Extraordinaire ensuite parce que le diplomate n'avait pas lésiné sur les cartons d'invitation, ceux-ci ayant été adressés en effet à la totalité de l'éventail politique local, sans exclure les plus irréductiblement réfractaires à la tutelle syrienne. Extraordinaire enfin parce que la courtoisie du geste ayant été amplement payée de retour, c'est une affluence record qui aura marqué l'évènement.
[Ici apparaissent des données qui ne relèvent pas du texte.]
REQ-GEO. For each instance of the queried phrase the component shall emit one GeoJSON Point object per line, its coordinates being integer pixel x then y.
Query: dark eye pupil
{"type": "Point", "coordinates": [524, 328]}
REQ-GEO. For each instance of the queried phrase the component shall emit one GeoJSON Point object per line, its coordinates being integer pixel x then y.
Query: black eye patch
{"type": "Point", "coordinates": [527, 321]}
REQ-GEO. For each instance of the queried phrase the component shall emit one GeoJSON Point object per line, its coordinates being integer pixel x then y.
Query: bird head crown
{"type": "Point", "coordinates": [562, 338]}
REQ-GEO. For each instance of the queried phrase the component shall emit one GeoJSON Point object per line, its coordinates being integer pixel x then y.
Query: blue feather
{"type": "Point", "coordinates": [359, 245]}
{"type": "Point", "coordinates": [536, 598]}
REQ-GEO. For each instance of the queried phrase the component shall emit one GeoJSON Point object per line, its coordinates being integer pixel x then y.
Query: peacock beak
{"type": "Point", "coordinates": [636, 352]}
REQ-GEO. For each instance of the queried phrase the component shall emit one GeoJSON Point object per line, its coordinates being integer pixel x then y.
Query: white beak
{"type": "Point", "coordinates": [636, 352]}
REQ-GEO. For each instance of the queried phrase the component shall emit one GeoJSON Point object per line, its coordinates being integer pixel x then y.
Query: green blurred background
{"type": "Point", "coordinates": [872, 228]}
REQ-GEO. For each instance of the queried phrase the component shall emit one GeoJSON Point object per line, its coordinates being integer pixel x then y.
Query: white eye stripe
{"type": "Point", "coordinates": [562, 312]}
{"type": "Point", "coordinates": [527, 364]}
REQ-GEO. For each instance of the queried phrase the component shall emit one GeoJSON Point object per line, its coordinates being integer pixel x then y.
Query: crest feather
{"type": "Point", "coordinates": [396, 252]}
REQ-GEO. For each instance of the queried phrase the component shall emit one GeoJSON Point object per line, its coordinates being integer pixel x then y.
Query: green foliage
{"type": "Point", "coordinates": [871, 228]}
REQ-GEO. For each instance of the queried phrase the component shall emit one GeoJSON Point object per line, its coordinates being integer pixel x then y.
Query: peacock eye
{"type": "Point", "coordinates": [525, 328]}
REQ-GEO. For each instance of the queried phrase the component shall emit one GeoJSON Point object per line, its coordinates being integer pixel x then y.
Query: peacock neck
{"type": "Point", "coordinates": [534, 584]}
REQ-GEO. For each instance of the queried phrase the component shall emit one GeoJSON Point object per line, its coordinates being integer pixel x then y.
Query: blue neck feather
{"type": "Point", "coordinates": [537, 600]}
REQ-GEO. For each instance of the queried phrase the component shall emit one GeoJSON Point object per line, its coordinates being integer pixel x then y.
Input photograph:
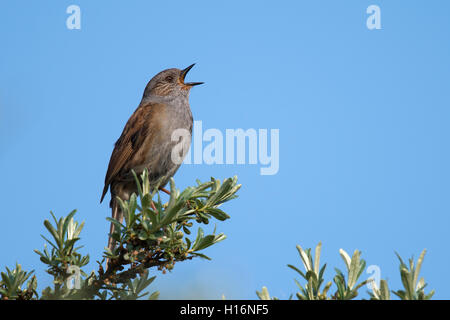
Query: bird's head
{"type": "Point", "coordinates": [170, 82]}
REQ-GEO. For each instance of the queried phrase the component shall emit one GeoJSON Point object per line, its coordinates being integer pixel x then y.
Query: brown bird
{"type": "Point", "coordinates": [146, 140]}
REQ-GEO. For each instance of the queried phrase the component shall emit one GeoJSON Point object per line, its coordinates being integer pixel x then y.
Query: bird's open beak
{"type": "Point", "coordinates": [183, 75]}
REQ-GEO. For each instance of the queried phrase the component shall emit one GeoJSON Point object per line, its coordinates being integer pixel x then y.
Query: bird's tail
{"type": "Point", "coordinates": [118, 215]}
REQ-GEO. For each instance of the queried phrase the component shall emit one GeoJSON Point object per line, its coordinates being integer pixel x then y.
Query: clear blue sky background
{"type": "Point", "coordinates": [363, 118]}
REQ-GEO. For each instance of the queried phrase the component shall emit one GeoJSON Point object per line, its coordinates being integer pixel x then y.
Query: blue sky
{"type": "Point", "coordinates": [363, 119]}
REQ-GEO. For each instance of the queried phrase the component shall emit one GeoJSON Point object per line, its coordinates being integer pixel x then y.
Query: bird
{"type": "Point", "coordinates": [146, 140]}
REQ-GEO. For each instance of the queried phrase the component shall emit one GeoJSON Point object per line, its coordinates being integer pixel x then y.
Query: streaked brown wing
{"type": "Point", "coordinates": [130, 142]}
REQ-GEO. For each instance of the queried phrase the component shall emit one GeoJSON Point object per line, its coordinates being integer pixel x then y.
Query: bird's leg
{"type": "Point", "coordinates": [164, 190]}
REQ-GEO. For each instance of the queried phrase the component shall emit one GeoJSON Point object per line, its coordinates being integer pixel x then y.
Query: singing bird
{"type": "Point", "coordinates": [146, 140]}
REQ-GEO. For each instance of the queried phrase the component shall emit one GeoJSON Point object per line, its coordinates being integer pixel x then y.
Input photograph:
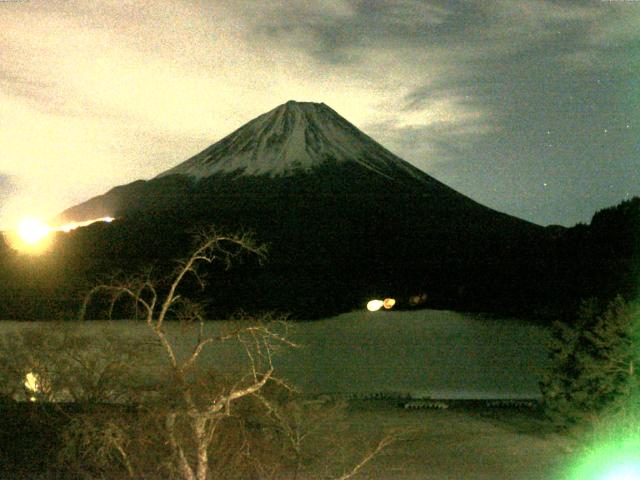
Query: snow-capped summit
{"type": "Point", "coordinates": [294, 137]}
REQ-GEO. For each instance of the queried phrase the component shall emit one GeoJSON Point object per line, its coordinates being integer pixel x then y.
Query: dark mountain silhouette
{"type": "Point", "coordinates": [346, 220]}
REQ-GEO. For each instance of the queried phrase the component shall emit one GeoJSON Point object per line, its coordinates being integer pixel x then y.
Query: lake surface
{"type": "Point", "coordinates": [426, 353]}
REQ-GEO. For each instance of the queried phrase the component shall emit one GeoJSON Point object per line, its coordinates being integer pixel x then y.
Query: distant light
{"type": "Point", "coordinates": [388, 303]}
{"type": "Point", "coordinates": [375, 305]}
{"type": "Point", "coordinates": [31, 235]}
{"type": "Point", "coordinates": [32, 230]}
{"type": "Point", "coordinates": [31, 382]}
{"type": "Point", "coordinates": [67, 227]}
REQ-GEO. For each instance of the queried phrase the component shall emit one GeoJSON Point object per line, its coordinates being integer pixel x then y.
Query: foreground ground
{"type": "Point", "coordinates": [462, 442]}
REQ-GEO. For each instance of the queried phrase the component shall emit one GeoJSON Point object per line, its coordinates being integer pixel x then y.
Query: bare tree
{"type": "Point", "coordinates": [200, 407]}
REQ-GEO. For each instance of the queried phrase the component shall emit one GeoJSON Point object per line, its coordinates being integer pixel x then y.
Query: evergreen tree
{"type": "Point", "coordinates": [593, 363]}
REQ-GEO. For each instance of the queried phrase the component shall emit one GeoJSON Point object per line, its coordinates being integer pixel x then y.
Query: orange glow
{"type": "Point", "coordinates": [388, 303]}
{"type": "Point", "coordinates": [374, 305]}
{"type": "Point", "coordinates": [33, 236]}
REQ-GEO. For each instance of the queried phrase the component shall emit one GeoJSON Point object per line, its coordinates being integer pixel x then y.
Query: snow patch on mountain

On voudrait certes voir bon augure dans cet aimable échange de civilités. La question ne se limite guère toutefois à une profusion de vœux d'heureux anniversaire, de toasts et de petits-fours. Des années de crise consécutive à l'assassinat de Rafic Hariri et à la longue série d'attentats qui l'a suivi ont passé. Et parce que la terre ne s'est pas arrêtée de tourner pour autant (même si elle ne tourne pas toujours rond), le pragmatisme est venu commander un minimum de sérénité et de normalité dans les rapports avec Damas. À cette discipline ont été les premières à sacrifier des nations occidentales mille fois plus puissantes que notre pays. Elles ont donné le ton, et notre pays fracturé ne pouvait raisonnablement faire la sourde oreille. En attendant que passe aux accusations le Tribunal à caractère international statuant sur la violence meurtrière portée au Liban, voilà donc ce lourd dossier soustrait au débat public, comme à la négociation en cours avec la Syrie.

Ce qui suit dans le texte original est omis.